Warum ihr lieber mit dem Stift in der Vorlesung mitschreiben solltet / Foto: emil widlund / unsplash

Warum ihr lieber mit dem Stift in der Vorlesung mitschreiben solltet / Foto: emil widlund / unsplash

Stift und Papier: Vorteile und Nachteile

Dass man in der Vorlesung mitschreiben sollte, empfehlen alle Experten. Denn so nehmt ihr den Lernstoff gleichzeitig durch Hören und Schreiben auf und habt im Anschluss Aufzeichnungen, die euch bei der Prüfungsvorbereitung helfen. Damit Notizen später brauchbar sind, müssen sie lesbar, übersichtlich, vollständig, sachlich korrekt und jederzeit griffbereit sein. Ob sich das am besten analog oder digital umsetzen lässt, darüber herrscht Uneinigkeit. Hier sind das Pro und Kontra.

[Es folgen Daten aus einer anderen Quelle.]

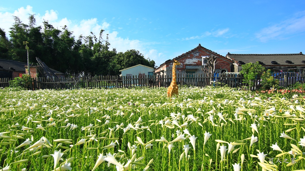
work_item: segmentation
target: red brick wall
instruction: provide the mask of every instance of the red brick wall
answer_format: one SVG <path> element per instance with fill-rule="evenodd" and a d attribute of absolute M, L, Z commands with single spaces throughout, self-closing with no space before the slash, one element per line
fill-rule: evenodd
<path fill-rule="evenodd" d="M 26 69 L 25 70 L 25 74 L 29 74 L 29 72 L 27 71 L 27 66 L 26 66 Z M 36 66 L 30 66 L 30 72 L 31 74 L 31 77 L 32 78 L 36 78 L 37 75 L 37 69 Z"/>
<path fill-rule="evenodd" d="M 225 69 L 228 72 L 231 72 L 231 67 L 230 67 L 231 63 L 224 60 L 220 58 L 217 58 L 216 60 L 216 62 L 217 62 L 215 65 L 215 69 Z"/>
<path fill-rule="evenodd" d="M 201 66 L 202 64 L 202 58 L 201 56 L 210 56 L 210 54 L 201 49 L 188 54 L 186 55 L 185 55 L 184 57 L 182 55 L 182 57 L 178 60 L 181 64 L 181 65 L 177 66 L 177 69 L 178 69 L 179 68 L 185 67 L 185 66 L 187 65 Z M 230 66 L 231 62 L 218 57 L 216 59 L 216 62 L 215 69 L 220 69 L 221 68 L 222 69 L 225 69 L 228 72 L 231 72 Z"/>
<path fill-rule="evenodd" d="M 13 71 L 13 78 L 18 77 L 19 76 L 19 74 L 25 74 L 25 72 L 21 72 L 20 71 Z"/>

Pro mitschreiben mit Stift und Papier:

  • Wer per Hand mitschreibt, nimmt das Gehörte intensiver wahr und lernt schneller. Dadurch können sich positive Effekte beim Nacharbeiten, der Prüfungsvorbereitung und den Noten ergeben.
  • Handschriftliche Notizen sind für jede Vorlesung individuell und sehen im Vergleich zu getippten Notizen deutlich weniger einheitlich aus. Dieser Individualitätsaspekt kann beim Memorieren helfen.
  • Tabellen und Zeichnungen können per Hand einfacher zu Papier gebracht werden als in vielen digitalen Tools.
  • Zusammenhänge können durch Pfeile etc. leichter visualisiert werden und im Handumdrehen können Mindmaps entstehen.
  • Der Akku von Stift und Papier ist nie leer und es gibt keine technischen Probleme.

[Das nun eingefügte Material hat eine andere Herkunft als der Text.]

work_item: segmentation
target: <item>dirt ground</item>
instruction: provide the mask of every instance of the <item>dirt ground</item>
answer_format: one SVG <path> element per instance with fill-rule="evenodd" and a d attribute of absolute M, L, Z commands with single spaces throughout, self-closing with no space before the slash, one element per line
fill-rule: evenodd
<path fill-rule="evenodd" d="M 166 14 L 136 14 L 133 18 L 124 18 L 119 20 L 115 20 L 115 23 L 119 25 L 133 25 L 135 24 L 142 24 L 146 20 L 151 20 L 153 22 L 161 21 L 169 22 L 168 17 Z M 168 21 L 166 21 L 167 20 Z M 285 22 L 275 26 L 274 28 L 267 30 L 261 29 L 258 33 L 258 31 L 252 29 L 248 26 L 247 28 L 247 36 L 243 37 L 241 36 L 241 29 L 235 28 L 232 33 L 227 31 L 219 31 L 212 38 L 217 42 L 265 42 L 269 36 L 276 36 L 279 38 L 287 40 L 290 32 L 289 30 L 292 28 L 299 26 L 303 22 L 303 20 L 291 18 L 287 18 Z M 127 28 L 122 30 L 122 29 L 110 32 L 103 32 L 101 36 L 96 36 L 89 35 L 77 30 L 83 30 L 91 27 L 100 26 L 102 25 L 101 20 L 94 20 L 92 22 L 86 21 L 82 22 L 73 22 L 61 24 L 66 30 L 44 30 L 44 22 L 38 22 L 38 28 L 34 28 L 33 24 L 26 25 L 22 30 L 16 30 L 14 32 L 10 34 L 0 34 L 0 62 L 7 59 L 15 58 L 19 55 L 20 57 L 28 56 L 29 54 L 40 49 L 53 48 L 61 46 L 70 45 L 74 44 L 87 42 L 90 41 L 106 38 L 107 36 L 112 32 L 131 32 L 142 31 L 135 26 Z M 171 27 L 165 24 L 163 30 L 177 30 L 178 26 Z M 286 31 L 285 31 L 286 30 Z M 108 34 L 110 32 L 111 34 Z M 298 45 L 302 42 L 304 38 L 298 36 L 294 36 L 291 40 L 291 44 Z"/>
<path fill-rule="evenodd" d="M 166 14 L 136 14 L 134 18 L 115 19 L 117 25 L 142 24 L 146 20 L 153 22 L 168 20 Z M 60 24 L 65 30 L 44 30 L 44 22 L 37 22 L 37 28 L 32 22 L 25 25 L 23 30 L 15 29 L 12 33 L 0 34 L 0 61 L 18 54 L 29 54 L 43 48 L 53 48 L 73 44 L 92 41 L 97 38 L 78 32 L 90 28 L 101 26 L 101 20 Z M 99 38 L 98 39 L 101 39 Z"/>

Kontra mitschreiben mit Stift und Papier:

  • Geschriebenes lässt sich nicht entfernen oder berichtigen. Was einmal notiert wurde, kann höchsten durchgestrichen werden. Das macht die Seite womöglich unansehnlich.
  • Wer jede Vorlesung mitschreiben will, braucht immer neue Notizblöcke/Papier (Stichwort: Ressourcenverbrauch).
  • Bei losen Blättern kann es unübersichtlich werden oder sie können gar verloren gehen.

Fazit

Studieren ohne Smartphone und Laptop? Undenkbar, dafür hat das Digitale zu viele Vorteile. Doch gänzlich sollten Stift und Papier nicht verbannt werden, denn sie lösen etwas aus, das kein digitales Tool vermag. Eine Vorlesung mitschreiben, bedeutet auch direkt zu lernen. Wer nur abtippt, tut das meist auf eine passivere Art und Weise.